Seguimos con los insultos que se prodigan
entre sí nuestros poetas del Siglo de Oro. Quevedo arremete contra Alarcón en
su sátira poética “¿Quién es poeta juanetes?”, donde le llama contracorito (corito significa nuca plana), clara
alusión a su joroba. Dice así la sátira:
¿Quién
es poeta juanetes,
siendo,
por lo desigual,
piña de cirio pascual,
hormilla para bonetes?
¿Quién
enseña a los cohetes
a
buscar ruido en la villa?
Corcovilla.
¿Y cómo no le iban a caer
pullas a Alarcón, hombre que a su agrio carácter añadía un cuerpo deforme, con
una joroba delante y otra detrás? Todos los poetas de la Corte tomaron parte en
lo que parecía una conjuración de fisga o un concurso de decires sobre sus
corcovas. Téllez le llamó: “Don Cohombro de Alarcón, un poeta entre dos
platos”; Pérez Montalván dijo de él que era: “hombre que de embrión, parece que
no ha salido”; Vélez de Guevara le tildó de “camello enano con loba”, y Pérez
Merino “baúl poeta”. Se le alude también en seguidillas populares, donde se le
llama “almuerzo de niño bajo la capa”, “alforzas de bordonero”, “tortuga con el
manteo”, “dos atabales”. Quevedo, que es el mayor insultador, le agravió con
suspicaces imágenes. Por ejemplo, propagó que la D que Alarcón colocaba
delante de su nombre, no era don, sino su medio retrato; también dijo de él
“que no se sabía si iba o si venía, ya que tenía dos pechos y ninguna espalda”,
en clara alusión a unas coplas famosas que circulaban por la Corte, cuyo autor
era Juan Fernández y que decían así:
Tanto de corcova atrás
y adelante, Alarcón, tienes
que saber es por demás
de dónde te corco‑vienes
o adónde te corco-vas.
Pero Alarcón se defendía con
uñas... y versos. A manera de contraataque, dedicó a Quevedo estas rimas:
-¡Oh,
Musa! Dime, ¿quién es
la
infamia de cuanto vive,
quién
contra todos escribe,
escribiendo
con los pies?
Y
aquel que ofende, ¿cuál es,
a
todo viviente, en suma,
con
infame lengua y pluma,
a
quien nunca el agua moja?
-Pata-coja.
Pero la antipatía tomó a
veces caminos más terrenos que la lírica. Así, Quevedo, con el dinero que
reunió durante su periplo italiano, compró la casa en que vivía Góngora y tuvo
la satisfacción de echarle a la calle escribiendo una cáustica poesía en que
relataba el desahucio y donde cuenta que tuvo que desinfectarla y “desgongorizarla”

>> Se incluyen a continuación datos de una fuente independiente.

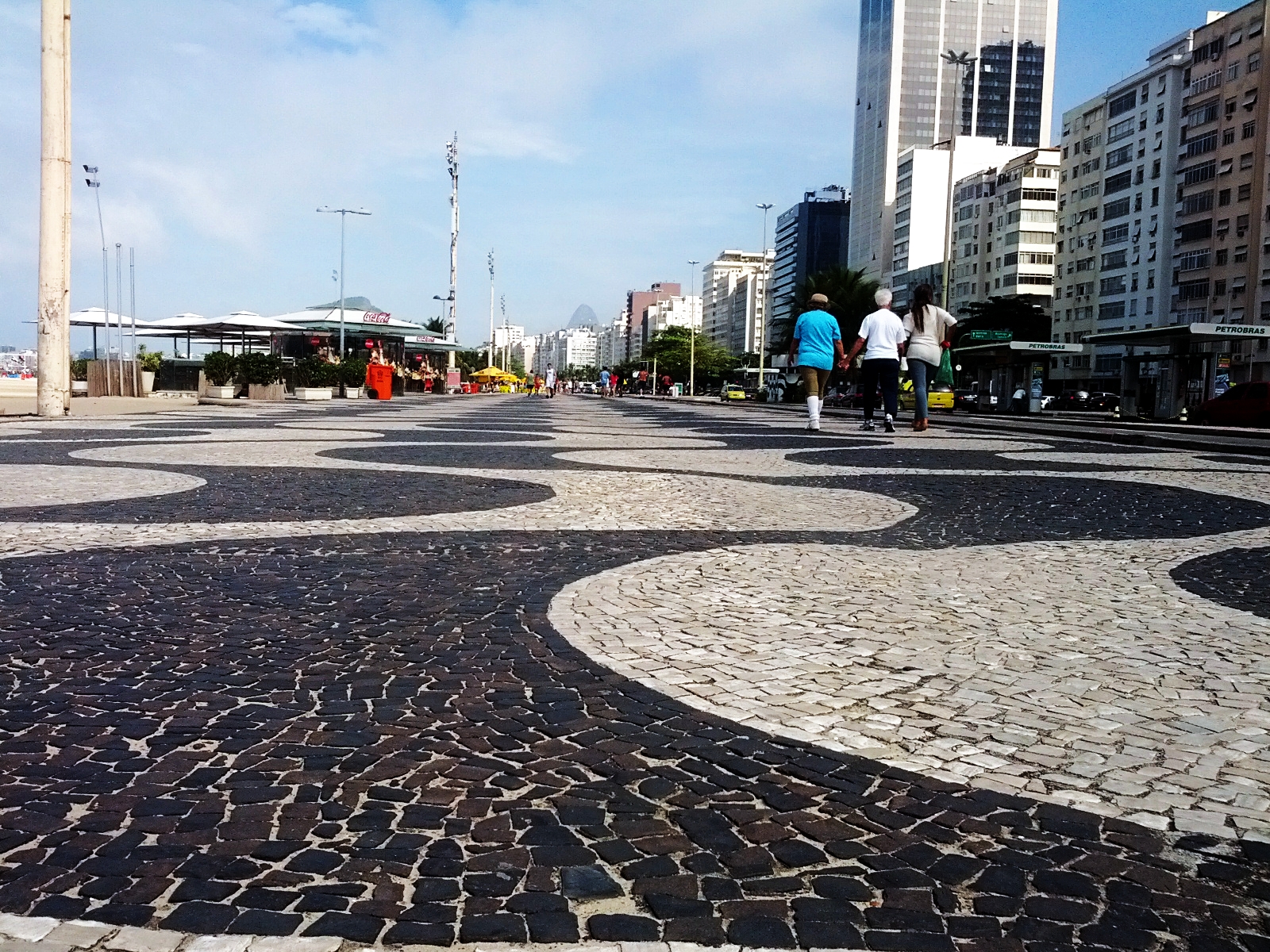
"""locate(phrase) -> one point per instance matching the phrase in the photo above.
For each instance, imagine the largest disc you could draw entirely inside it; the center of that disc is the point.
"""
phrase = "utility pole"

para dejarla habitable. Y no cesa en sus pullas, y le llama “alguacil del
Parnaso”, “bobo con crepusculallas”, “cordobés sonado”, etc. Incluso le dedica
un epitafio de muy lograda abyección, que comienza:
Este
que en negra tumba, rodeado
de
luces, yace muerto y condenado,
vendió
el alma y el cuerpo por dinero,
y
aun muerto es garitero.
Y como donde las toman las
dan, Góngora aprovechaba cualquier motivo para zaherir a Don Francisco, como en
esta ocasión en la que se ríe, a soneto batiente, de la afición de Quevedo por
la pintura:
¿Quién
se podrá poner contigo en quintas,
después
que de pintar, Quevedo, tratas?
Tú
escribiendo ni atas ni desatas;
y
así, haces lo mismo cuando pintas.
En estos casos extremos de pandemia
lírica, los versos de los poetas semejan estuches forrados de blanco satén,
pero llenos de instrumentos de tortura.